Сказать, что мы с ним бесконечно благодарны венграм, значит, ничего не сказать. Глядя на наше бедственное положение, они нашли для нас повозку, чтобы Жан-Люк мог наконец-то дать отдых раненой ноге. Для меня, вернее, для малышки Мари в каком-то селе обнаружили люльку, и я пристроил её рядом с моим товарищем. Но этого мало: они выделили провожатого, проделавшего с нами немалый путь до самого походного лазарета — бравого гренадера Иштвана,
черноволосого со светло-голубыми глазами. Мне запомнился этот контраст. Когда видишь чёрную шапку волос на голове, то невольно ожидаешь увидеть под ней чёрные или карие глаза. А тут — небесная синева. Правда, больше я у венгров не встречал такого сочетания.
Жан-Люк тут же начал учить венгерский язык, решив, что станет одним из тех редких французов, которые хоть немного болтают по-венгерски. Говорить он не заговорил, а вот несколько слов выучил. Одно запомнил и я — szervusz! Так они здороваются, если на «ты». А запомнить легко, потому что в нем слышится что-то латинское. Но, вообще, надо сказать, что язык трудный, непривычный, и латинских слов я больше не обнаружил.

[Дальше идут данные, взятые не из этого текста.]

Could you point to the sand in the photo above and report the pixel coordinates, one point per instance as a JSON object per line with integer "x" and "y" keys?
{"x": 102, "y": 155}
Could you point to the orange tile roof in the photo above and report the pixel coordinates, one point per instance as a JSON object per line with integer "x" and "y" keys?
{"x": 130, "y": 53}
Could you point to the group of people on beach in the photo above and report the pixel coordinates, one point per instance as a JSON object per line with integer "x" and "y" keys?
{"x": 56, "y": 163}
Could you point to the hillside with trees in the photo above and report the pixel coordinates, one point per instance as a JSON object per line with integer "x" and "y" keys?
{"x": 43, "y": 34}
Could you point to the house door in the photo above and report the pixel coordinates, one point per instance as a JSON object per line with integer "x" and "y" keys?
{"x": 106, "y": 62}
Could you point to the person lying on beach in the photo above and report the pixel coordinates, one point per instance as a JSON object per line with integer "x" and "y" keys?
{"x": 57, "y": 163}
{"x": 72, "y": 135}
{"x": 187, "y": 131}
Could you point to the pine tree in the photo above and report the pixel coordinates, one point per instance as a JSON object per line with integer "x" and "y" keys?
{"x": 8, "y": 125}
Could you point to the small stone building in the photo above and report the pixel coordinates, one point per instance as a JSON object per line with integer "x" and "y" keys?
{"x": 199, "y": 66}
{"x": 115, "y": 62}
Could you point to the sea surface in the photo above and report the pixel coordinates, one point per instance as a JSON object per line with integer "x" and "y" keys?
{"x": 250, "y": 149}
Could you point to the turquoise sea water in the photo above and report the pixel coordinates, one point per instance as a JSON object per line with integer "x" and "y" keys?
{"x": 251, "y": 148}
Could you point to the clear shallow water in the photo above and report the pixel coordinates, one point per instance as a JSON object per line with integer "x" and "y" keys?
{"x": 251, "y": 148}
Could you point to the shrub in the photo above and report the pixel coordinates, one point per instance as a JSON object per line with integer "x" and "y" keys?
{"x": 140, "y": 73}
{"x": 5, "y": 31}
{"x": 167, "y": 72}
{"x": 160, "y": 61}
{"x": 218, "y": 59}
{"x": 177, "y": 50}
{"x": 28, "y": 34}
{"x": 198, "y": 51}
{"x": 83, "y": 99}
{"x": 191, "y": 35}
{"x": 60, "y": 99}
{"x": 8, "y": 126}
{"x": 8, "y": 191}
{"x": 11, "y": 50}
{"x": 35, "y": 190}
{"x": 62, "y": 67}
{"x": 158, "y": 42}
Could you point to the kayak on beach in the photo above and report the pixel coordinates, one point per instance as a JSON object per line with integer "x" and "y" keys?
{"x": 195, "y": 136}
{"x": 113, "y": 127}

И вот мы наконец в полной безопасности, в крепости Коморн, как её называют австрийцы, а венгры именуют Комаром[44]. Стоит она на месте впадения реки Ваг в Дунай. Мы рады: нам не надо голодать или есть что попало, у нас достаточно прозрачнейшей воды и хорошее венгерское вино, чистая одежда (как я по ней соскучился!), врачи, заботливо ухаживающие за героями перехода через Березину.
В Комаром мы добрались уже выздоравливающими. Жан-Люк ходил ещё на костылях, я разрабатывал руку, которую с трудом мог поднять на уровень плеча, а Мари начала толстеть на глазах; особенно быстро полнели ножки. Молоком её поили вдоволь, сёстры милосердия не отходили от моей приёмной дочурки. Они настояли на том, чтобы она осталась с ними в лазарете, а я лишь навещал её при желании.